An analytics engineer sits between data engineering and analysis — they take raw, messy source data and turn it into clean, well-tested, documented models that analysts can trust. It's a relatively new role born from the modern data stack, and a strong fit for analysts who enjoy the engineering side.

What the job actually is

You own the transformation layer: the curated tables that sit between raw ingestion and the dashboards. Working mostly in SQL with tools like dbt, you write modular, version-controlled models, add tests so bad data is caught early, and document everything so the warehouse is understandable. You bring software-engineering discipline — testing, code review, CI — to analytics.

A typical day

Building and refactoring data models, writing tests and documentation, reviewing teammates' pull requests, and untangling why a metric drifted. You're less in meetings than an analyst and more in the codebase, but you still talk to stakeholders to understand what the models need to support.

Skills that matter

  • Advanced SQL — the language of the whole job.
  • dbt or an equivalent transformation framework.
  • Software practices — version control, testing, code review, CI/CD.
  • Dimensional modelling — designing tables that are easy to query correctly.
  • Data warehousing — how engines like Snowflake or BigQuery behave.

How to switch in

The two common origins are a data analyst who wants more engineering rigour, or a software engineer drawn to data.

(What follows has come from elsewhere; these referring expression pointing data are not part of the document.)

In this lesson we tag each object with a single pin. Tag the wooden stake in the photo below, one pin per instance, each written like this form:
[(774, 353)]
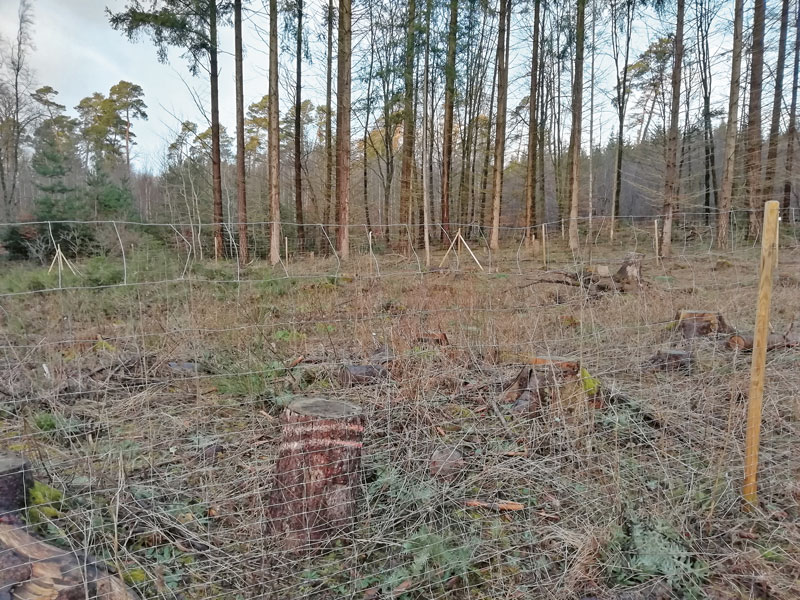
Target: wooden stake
[(453, 243), (544, 247), (655, 240), (769, 255)]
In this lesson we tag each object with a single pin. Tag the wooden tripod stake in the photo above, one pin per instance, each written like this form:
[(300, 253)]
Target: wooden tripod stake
[(769, 256)]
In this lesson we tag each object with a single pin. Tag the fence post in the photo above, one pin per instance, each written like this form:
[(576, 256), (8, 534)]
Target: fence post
[(769, 255)]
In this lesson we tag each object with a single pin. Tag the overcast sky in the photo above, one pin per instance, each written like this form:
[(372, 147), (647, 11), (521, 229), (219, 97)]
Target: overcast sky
[(78, 53)]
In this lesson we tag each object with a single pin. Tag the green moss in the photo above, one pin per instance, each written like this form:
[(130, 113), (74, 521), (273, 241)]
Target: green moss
[(44, 503)]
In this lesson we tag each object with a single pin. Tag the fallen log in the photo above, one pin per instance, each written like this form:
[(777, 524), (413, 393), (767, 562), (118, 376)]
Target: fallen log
[(31, 569), (775, 341), (362, 374)]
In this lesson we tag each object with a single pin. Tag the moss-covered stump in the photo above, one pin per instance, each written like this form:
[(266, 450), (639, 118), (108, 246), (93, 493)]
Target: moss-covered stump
[(316, 478)]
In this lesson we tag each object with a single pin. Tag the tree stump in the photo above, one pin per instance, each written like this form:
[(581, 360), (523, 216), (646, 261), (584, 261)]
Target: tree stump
[(316, 477), (631, 269), (701, 323), (15, 480)]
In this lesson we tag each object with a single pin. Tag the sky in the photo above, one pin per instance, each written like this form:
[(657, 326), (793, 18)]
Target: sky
[(77, 53)]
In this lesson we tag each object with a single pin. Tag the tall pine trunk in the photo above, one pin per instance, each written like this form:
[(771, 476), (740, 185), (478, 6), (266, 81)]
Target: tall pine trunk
[(406, 170), (753, 156), (449, 93), (274, 143), (298, 130), (241, 193), (500, 130), (791, 132), (774, 130), (343, 82), (426, 183), (216, 167), (328, 119), (575, 133), (731, 131), (533, 130), (368, 110), (671, 176)]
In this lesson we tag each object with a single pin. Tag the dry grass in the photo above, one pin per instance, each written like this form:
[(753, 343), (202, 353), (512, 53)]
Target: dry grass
[(165, 469)]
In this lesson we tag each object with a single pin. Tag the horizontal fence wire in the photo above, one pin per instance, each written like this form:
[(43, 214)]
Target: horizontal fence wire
[(526, 428)]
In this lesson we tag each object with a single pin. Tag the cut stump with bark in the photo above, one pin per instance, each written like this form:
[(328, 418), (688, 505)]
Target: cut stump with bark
[(315, 492), (701, 323), (631, 269)]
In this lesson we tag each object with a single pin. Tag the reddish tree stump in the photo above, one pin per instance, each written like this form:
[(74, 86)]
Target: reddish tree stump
[(316, 478)]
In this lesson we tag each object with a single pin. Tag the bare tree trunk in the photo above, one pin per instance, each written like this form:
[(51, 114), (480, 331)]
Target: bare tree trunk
[(449, 93), (591, 123), (621, 97), (426, 184), (216, 168), (298, 130), (408, 124), (274, 142), (487, 150), (368, 110), (791, 133), (704, 17), (328, 119), (343, 82), (500, 130), (670, 180), (241, 193), (731, 131), (753, 156), (533, 131), (775, 125), (575, 133)]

Analysts upskill on Git, testing, and modelling patterns; engineers learn dimensional modelling and the analytics workflow. A public dbt project on GitHub is a compelling portfolio piece.

Frequently asked questions

Analytics engineer vs data engineer — what's the difference?

Data engineers build the pipelines and infrastructure that move and store data. Analytics engineers focus on transforming that data into clean, business-ready models. The roles meet in the middle and titles vary between companies.